Die derzeit ca. 900 Handwerksbetriebe im Vinschgau beschäftigen rund 4.000 Personen. Einen bescheidenen Aufschwung erwartet sich das Handwerk von der Sanierung alter Bausubstanz in den Ortskernen. Der Weg dafür wurde mit einem Landesgesetz geebnet. Konkrete Schritte werden in Laas, Mals, Schluderns und Glurns unternommen. Nagl brachte einen Vorschlag von Professor Gottfried Tappeiner aufs Tapet. Demnach sollten die mit dem Pensplan bisher angehäuften rund 2,7 Milliarden Euro in irgendeiner Form als Fonds für die heimische Wirtschaft eingesetzt werden. „Diese Idee ist aufzugreifen“, meinte auch Landesrat Thomas Widmann. Er nahm die Politik in Rom scharf unter Beschuss: „Es werden zwar immer neue Steuerbelastungen beschlossen, bei der Ausgabenkürzung aber hat sich bisher nichts Wesentliches getan.“ Der Landeshaushalt werde in Zukunft ca. eine Milliarde Euro weniger umfassen. Einbußen im Baugewerbe werden unausweichlich bleiben, im Transportsektor werde es zu Betriebschließungen kommen.

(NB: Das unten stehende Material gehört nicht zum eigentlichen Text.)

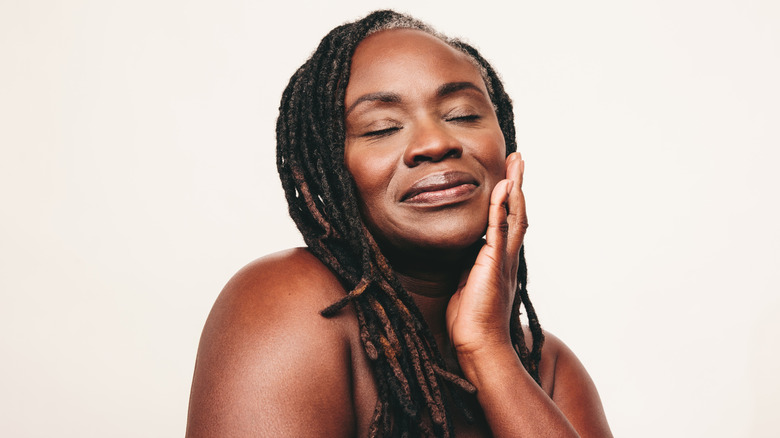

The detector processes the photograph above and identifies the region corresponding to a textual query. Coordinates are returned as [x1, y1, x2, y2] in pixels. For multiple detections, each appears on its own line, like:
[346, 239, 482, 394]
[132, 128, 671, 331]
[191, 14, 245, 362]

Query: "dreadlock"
[276, 11, 544, 437]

Besonders strukturschwachen Gemeinden im Vinschgau soll laut Widmann mit mehreren Initiativen geholfen werden. Er nannte etwa die Initiative „Lebendige Orte“, das Standortentwicklungsprojekt STEP und Maßnahmen für den Erhalt der Nahversorgung.

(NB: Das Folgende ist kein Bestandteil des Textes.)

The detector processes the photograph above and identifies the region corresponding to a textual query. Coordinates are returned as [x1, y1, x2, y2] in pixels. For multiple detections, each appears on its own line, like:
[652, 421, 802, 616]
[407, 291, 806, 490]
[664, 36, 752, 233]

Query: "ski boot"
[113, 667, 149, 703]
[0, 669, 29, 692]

„Es wäre eine Schweinerei, wenn Genossenschaften nicht zahlen müssten“
(LR Widmann zur IMU)
„Jede zusätzliche Abgabe ist für uns Handwerker ein Problem“, meinte LVH-Präsident Gert Lanz. Am Grundsatz „gleiche Steuern für gleiche Tätigkeiten“ dürfe nicht gerüttelt werden. Nach wie vor groß sei die bürokratische Belastung: „20 bis 40% der Arbeit, die wir verrichten, bringen uns und unsern Kunden nichts.“ Was den Handwerken viel zu wenig gelinge, ist es „das Gute zu verkaufen, wenngleich die Qualität hoch ist und wir über viel Wissen und Erfahrung verfügen.“ Unabdingbar sei der Zugang von Kleinbetrieben zu öffentlichen Arbeiten. Der Landtagsabgeordnete Sepp Noggler gab sich überzeugt, dass die Gemeinden die Genossenschaften und die Betriebe mit Urlaub auf dem Bauernhof nicht von der IMU befreien werden: „Auch für die Wohnungen werden die Bauern IMU zahlen, befreit werden grundsätzlich nur Stall und Stadel.“ Am Vorhaben, das Stromnetz zu kaufen und den Strom eigenständig auf Genossenschaftsbasis zu verteilen, halte der Vinschgau fest. „Unser Problem ist, dass wir zu wenig Eigenproduktion haben“, so Noggler. Es brauche immer mehr Strom, „aber wenn es um Photovoltaikanlagen im Gelände geht, heißt es, dass die Landschaft beeinträchtigt wird und die Windräder werden abgebaut, anstatt zusätzliche zu errichten,“ bedauerte Noggler.
Bei der Diskussion stand die IMU im Mittelpunkt. Der Handwerkerverband wurde aufgerufen, sich stärker gegen die IMU zu wehren bzw. gegen ungerechte Befreiungen zugunsten der Landwirtschaft einzutreten. Es wäre unverständlich, wenn etwa ein Tischler für sein Holzlager zahlen müsse, ein Bauer für sein landwirtschaftliches Magazin aber nicht. Der Prader Bürgermeister Hubert Pinggera sagte, dass die Gemeinden bei der IMU wenig Spielraum hätten. Man bemühe sich stark um einen gemeinsamen Weg, wobei sich alle Kategorien beteiligen müssen. Pinggera bestätigte, dass sich die Gemeindeverwaltungen weiterhin dafür einsetzen, dass bei öffentlichen Aufträgen möglichst heimische Betriebe zum Zug kommen.